Pela legislação atual, adolescentes que cometem atos infracionais estão sujeitos a medidas socioeducativas, como internação, internação provisória, semiliberdade e internação-sanção.
Segundo dados do Conselho Nacional de Justiça (CNJ) coletados até abril deste ano, 11.542 adolescentes e jovens cumprem medidas socioeducativas no país atualmente.
Desse total, 8.009 cumprem medida de internação, 2.119 estão em internação provisória, 1.123 em regime de semiliberdade e 201 em internação-sanção. A maior parte dos adolescentes em cumprimento de medidas tem 17 anos (32,9%), seguida pela faixa entre 18 e 21 anos (25,4%).
Redução da maioridade penal
Tema recorrente no Congresso Nacional, a redução da maioridade penal volta à pauta mais de dez anos após a apresentação da PEC 32/2015. A proposta passou a tramitar separadamente após o tema ser retirado da chamada PEC da Segurança Pública.
O relator apresentou parecer favorável ao texto principal e à tramitação conjunta das PECs 8/2026 e 9/2026, de autoria dos deputados Capitão Alden (PL-BA) e Júlia Zanatta (PL-SC). Ambas preveem a redução da maioridade penal em casos de crimes hediondos.

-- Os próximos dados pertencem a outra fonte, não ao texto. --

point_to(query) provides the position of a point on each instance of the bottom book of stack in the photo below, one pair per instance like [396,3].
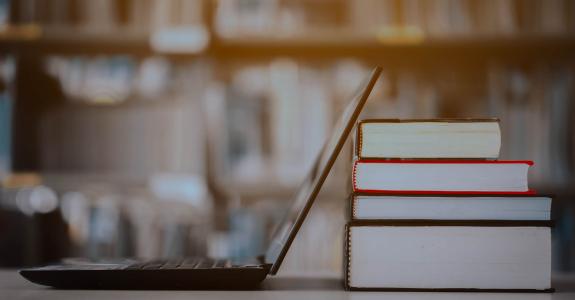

A PEC estabelece que, a partir dos 16 anos, o jovem passe a ser considerado penalmente imputável e plenamente capaz para os atos da vida civil. Na prática, além de responder criminalmente como adulto, ele também poderia obter Carteira Nacional de Habilitação (CNH), casar ou celebrar contratos, por exemplo.
"É inegável que o cidadão dessa idade está plenamente preparado e amadurecido para a maioridade civil e penal", argumenta Gonzaga Patriota.
O relator, Coronel Assis, afirma que a mudança não violaria tratados internacionais assinados pelo Brasil, desde que fossem preservadas garantias específicas para adolescentes em conflito com a lei, como separação em unidades prisionais próprias e acesso à Justiça especializada.
"A imputabilidade penal aos 16 anos não configura, por si, afronta a tratado internacional de direitos humanos ratificado pelo Brasil, desde que preservados os direitos fundamentais do menor no processo penal, notadamente o tratamento distinto dos adultos."
Direitos políticos
O texto também reduz de 18 para 16 anos a idade mínima para o voto obrigatório. Atualmente, o voto nessa faixa etária é facultativo.
Além disso, a proposta altera as idades mínimas para candidaturas eleitorais:
- vereador: de 18 para 16 anos;
- deputado federal, estadual ou prefeito: de 21 para 18 anos;
- governador: de 30 para 25 anos;
- senador e presidente da República: de 35 para 30 anos.